If you’re still seething over Driver’s infamous car park level, you might well blame series creator Martin Edmondson. But the real culprit is the film that planted the idea in his head some two decades earlier. The Driver (1978) was a crime chase thriller in which a wheelman proved himself by flinging an orange Mercedes between the pillars of an underground garage. It’s all there: the handbrake turns, the speed test, the reverse 180 – even the slalom that would-be drivers found so tricky to master.
“It was actually the first film I ever went to the cinema to see,” Edmondson explains. “My dad had to go first just to check it wasn’t too violent.”
The level’s difficulty, however, is all thanks to Edmondson. “I could do that garage in just under 25 seconds,” he says. “So to me, giving you 60 seconds was plenty of time. Well, it wasn’t. If I went back and played it now I probably couldn’t do it.”

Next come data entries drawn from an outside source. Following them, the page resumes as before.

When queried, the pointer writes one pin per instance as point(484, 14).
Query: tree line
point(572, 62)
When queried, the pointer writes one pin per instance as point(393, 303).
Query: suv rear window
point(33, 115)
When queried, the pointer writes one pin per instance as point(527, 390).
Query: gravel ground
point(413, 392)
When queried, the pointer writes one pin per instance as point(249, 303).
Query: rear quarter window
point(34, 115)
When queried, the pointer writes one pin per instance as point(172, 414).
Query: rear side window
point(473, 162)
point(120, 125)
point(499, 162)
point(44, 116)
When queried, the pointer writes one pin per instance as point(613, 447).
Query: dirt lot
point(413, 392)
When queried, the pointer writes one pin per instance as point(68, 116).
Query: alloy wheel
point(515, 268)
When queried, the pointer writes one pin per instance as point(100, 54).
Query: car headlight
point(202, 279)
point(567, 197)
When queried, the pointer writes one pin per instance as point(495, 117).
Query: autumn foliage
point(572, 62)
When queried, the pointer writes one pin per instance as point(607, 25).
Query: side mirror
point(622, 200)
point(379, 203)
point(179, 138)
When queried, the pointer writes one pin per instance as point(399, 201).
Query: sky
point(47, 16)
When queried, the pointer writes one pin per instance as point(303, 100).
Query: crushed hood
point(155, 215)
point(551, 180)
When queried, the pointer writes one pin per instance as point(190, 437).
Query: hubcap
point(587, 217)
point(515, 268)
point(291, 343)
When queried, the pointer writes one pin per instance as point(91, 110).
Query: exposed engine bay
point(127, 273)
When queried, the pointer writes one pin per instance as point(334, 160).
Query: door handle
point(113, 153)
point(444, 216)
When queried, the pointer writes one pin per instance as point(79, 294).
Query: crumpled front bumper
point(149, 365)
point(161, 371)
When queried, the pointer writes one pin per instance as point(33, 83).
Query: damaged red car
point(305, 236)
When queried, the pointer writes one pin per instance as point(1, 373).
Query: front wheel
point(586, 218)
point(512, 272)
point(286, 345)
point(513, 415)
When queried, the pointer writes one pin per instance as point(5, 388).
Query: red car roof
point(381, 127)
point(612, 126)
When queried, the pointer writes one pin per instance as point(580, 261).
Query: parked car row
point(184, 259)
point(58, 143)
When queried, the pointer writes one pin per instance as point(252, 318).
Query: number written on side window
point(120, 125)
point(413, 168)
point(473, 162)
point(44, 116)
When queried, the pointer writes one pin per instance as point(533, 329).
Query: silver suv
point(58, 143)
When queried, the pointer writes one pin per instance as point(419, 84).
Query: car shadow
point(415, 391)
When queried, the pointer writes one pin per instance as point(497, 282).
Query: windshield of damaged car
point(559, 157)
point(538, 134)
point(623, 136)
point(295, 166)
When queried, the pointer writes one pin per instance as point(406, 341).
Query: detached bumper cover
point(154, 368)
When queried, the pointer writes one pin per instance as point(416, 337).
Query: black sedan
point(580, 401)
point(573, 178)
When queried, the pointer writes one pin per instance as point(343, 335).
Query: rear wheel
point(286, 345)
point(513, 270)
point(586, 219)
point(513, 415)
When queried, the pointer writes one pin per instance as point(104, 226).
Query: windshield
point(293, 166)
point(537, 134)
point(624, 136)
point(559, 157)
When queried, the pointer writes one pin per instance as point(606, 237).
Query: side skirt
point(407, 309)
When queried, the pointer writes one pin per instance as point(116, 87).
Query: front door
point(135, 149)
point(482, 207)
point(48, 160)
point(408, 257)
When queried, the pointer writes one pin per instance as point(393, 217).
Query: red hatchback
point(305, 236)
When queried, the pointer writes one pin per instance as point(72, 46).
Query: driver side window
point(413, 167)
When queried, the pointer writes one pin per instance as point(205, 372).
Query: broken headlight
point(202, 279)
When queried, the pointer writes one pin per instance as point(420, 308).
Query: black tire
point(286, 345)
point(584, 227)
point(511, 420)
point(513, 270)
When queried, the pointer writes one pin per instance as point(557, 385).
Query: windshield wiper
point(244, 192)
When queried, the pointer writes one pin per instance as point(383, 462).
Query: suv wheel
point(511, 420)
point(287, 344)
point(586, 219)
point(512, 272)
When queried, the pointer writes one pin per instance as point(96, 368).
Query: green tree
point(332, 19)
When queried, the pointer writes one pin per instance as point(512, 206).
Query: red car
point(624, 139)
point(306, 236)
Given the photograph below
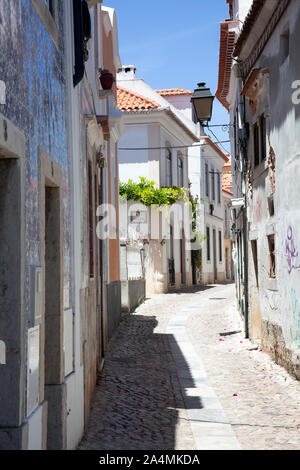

Those who did manage to get past the garage opener were treated to more ’70s car-noir. Like The Driver’s protagonist, your player character seldom spoke, and only ever saw the four walls of his motel room after hours. Tanner lived the empty life of the criminal professional, as exemplified by Robert De Niro in Heat (it’s no coincidence that Michael Mann initially offered Heat’s script to The Driver’s writer-director, Walter Hill). Driver belongs to the same lineage – or would do, if not for interference from the game’s original publisher, Sony.